Perjalanan memakan waktu yang cukup lama. Keduanya menumpang pesawat malam jurusan kota Pontianak. Kota di Garis Khatulistiwa yang baru saja Sara kunjungi untuk pertama kalinya.
"Kamu membawaku kemari?" tanya Sara.
"Di kota ini tidak akan ada yang mengenalmu. Dari sini kita akan menumpang mobil taksi."
"Sebenarnya kamu mau membawaku ke mana?"
Indra memandang Sara lekat. Ia mengusap wajah mulus dari wanita yang ia cintai itu. "Sebuah pulau."
"Apa?!"
"Tenang, Sara. Kamu harus sembunyi. Di sana tempatnya sangat indah, kamu pasti sangat menyukainya."
"Kamu menyembunyikanku di pulau? Yang benar saja?"
"Anggap saja ini sebagai liburan, Sayang. Kamu akan liburan di pulau Randayan. Aku sudah menyewa penginapan di sana untuk enam bulan. Di sana akan banyak orang yang berkunjung. Kamu tidak akan merasa kesepian," kata Indra.
Sebuah mobil taksi berhenti di hadapan keduanya. Sopir itu turun untuk mengambil koper yang dibawa Sara.
"Silakan, Nona, Tuan."
Indra membujuk Sara untuk masuk ke dalam mobil taksi, dan dengan hati tidak ikhlas, Sara masuk dan duduk dengan tenang di belakang sopir.
Sungguh perjalanan yang sangat melelahkan. Perjalanan menuju pelabuhan Teluk Suak memakan waktu hampir tiga jam lamanya dari bandara Supadio.
Dari pelabuhan, Sara dan Indra naik speedboat yang akan mengantarkan mereka ke pulau Randayan.
Pulau kecil dengan alam yang indah, pasir putih, air laut yang jernih dengan pemandangan bawah laut yang memukau.
"Lihat ... pulaunya indah, kan?" kata Indra.
"Dari mana kamu tahu pulau ini? Apa kamu pernah ke sini bersama Velia?"
Indra tertawa, "Tentu saja tidak, Sayang. Aku mendengar dari rekanku. Mereka pernah kemari dan aku lihat di internet, pulaunya sangat indah. Ternyata memang benar indah, kan?"
Sara mengangguk, "Iya."
Keduanya disambut oleh seorang wanita paruh baya bernama Minah. Indra memperkenalkan wanita itu kepada Sara karena beliaulah pemilik rumah sewa yang akan ditempati Sara.
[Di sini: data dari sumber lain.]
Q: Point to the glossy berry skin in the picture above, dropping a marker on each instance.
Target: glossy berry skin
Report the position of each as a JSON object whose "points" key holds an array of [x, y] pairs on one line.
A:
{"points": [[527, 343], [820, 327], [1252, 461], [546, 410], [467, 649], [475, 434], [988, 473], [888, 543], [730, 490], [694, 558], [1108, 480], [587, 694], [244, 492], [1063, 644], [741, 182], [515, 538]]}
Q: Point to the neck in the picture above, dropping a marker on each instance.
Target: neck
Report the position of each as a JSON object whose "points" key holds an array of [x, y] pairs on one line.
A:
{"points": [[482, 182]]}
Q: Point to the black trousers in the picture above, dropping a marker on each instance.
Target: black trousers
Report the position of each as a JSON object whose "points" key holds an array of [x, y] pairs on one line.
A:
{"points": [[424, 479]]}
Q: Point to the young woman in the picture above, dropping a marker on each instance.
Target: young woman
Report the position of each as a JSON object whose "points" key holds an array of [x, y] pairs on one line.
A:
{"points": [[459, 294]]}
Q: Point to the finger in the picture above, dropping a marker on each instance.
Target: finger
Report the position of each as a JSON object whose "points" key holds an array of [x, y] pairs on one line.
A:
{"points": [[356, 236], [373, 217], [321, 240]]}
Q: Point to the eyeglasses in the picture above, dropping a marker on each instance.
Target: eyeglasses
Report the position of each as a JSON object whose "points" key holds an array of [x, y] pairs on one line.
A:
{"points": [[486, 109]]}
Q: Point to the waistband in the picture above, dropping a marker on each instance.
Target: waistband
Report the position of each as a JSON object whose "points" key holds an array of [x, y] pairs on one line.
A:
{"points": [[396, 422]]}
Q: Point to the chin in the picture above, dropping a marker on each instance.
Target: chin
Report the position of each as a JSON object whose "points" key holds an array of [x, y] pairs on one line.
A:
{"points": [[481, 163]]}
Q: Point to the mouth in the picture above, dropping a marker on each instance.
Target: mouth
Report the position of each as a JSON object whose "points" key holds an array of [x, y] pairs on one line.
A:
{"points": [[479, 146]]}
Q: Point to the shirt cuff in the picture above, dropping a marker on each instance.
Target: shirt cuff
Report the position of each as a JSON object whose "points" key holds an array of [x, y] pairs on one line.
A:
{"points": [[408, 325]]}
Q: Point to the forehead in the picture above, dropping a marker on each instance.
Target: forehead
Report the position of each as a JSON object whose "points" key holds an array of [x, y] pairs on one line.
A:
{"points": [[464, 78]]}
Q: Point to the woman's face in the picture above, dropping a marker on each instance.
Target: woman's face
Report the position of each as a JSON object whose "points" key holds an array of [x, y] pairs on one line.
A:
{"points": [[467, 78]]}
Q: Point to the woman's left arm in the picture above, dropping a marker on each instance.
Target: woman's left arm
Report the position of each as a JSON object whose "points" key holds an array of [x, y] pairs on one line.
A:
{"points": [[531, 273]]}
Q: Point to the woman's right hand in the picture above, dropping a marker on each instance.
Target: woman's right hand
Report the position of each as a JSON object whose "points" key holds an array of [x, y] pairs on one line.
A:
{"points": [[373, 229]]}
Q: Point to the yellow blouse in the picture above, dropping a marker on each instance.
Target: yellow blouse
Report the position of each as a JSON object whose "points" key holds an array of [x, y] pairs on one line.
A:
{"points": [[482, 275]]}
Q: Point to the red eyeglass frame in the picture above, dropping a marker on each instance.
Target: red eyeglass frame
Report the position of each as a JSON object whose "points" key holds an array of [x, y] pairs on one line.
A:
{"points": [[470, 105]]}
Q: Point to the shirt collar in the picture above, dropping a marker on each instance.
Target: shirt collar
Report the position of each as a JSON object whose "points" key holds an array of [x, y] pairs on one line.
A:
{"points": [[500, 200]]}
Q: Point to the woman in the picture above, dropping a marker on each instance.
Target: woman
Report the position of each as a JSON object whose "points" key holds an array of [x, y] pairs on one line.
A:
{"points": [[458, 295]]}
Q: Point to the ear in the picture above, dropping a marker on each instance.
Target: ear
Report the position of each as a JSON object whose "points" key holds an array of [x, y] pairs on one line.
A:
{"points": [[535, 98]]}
"Sayang, ini Bu Minah. Kalau kamu perlu apa-apa, tinggal katakan saja pada beliau," kata Indra.
"Mari, Nak. Saya tunjukkan rumahnya," ucap Minah.
Untuk menyembunyikan Sara di pulau ini, Indra menyewa penginapan selama enam bulan. Di rumah itu sendiri, perlengkapan untuk kebutuhan Sara sudah lengkap, dan tentunya selama di pulau ini, Sara harus mandiri.
"Ini rumahnya," kata Minah.
Sara memandang Indra. "Kamu menyuruhku untuk tinggal di sini?"
Penginapan yang jauh dari kamar mewah, restoran serta air mandi hangat. Sangat apa adanya dan lebih cocok untuk penginapan singgahan. Namun, di sini Sara harus tinggal selama enam bulan.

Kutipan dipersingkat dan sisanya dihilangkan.